Clair’s father Leverett Lillibridge, born 25 June, 1851, was the son of John Lillibridge (b. 1816) and Mary Rexford (b. 1815), who married in Lebanon, Madison County, New York, 25 May, 1836, and had seven children, of which Leverett was the fourth. The family went west to what became the town of Manchester, Delaware County, Iowa, almost a decade before Leverett’s birth in 1851. The namesake of John and Mary’s son was his maternal grandfather, early settler Leverett Rexford, who in 1841, according to The History of Delware County, Iowa and Its People, “built a log cabin near the Bailey home, which was later inhabited by John Lillibridge.”

Although there had been settlers in the area since the 1830s, the Lillibridges were part of an immense rush of newcomers to the territory during the 1850s. “Families camped at the Mississippi, waiting their turn for ferryboats to the other side. In only a few years these settlers would turn the forests and prairies into plowed fields,” notes Iowa Public Television. “Farmers arriving from the many different regions of the United States brought their special agriculture with them. Those from New England and New York carried the seeds for plum, apple and pear trees. Kentuckians brought their knowledge of improved seed and livestock breeding. From Pennsylvania and Ohio fine flocks of sheep came to graze in the dry pastures of southern Iowa.”

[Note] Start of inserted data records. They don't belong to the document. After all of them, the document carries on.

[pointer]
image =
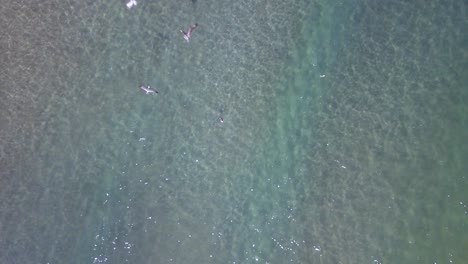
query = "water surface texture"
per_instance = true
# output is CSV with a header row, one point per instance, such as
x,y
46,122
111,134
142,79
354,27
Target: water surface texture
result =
x,y
343,141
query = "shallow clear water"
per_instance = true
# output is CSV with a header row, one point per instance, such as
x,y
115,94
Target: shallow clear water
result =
x,y
343,138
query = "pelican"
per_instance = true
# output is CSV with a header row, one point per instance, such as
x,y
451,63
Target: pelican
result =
x,y
188,34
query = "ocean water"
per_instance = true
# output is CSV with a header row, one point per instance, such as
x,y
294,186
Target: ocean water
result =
x,y
343,141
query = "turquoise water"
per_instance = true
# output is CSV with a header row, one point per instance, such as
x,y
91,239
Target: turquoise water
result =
x,y
343,141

One harrowing story of the early years of Manchester took place when Leverett Lillibridge was two. “Jane and Eliza Scott, whose home was near Delhi…in the spring of 1853, attempted to ford Spring Branch, a mile above Bailey’s, but the water was so high that their horse and wagon were swept [away] and the horse was drowned. The current carried one of the girls safely to shore, but the other was drawn into the eddy but was finally rescued by her sister, who succeeded in reaching her with a pole and drawing her to shore. One of the girls reached Bailey’s cabin, but was so exhausted she could not for some time explain the situation. As soon as she made herself understood, Mrs. Bailey left her and hastened to the locality where the other girl was expected to be found. On her way she met John Lillibridge and they together carried the insensible girl from where they found her to Mr. Lillibridge’s horse and placing the limp body on the animal’s back, she was conveyed to the Bailey home, where both the unfortunate girls were given every attention.”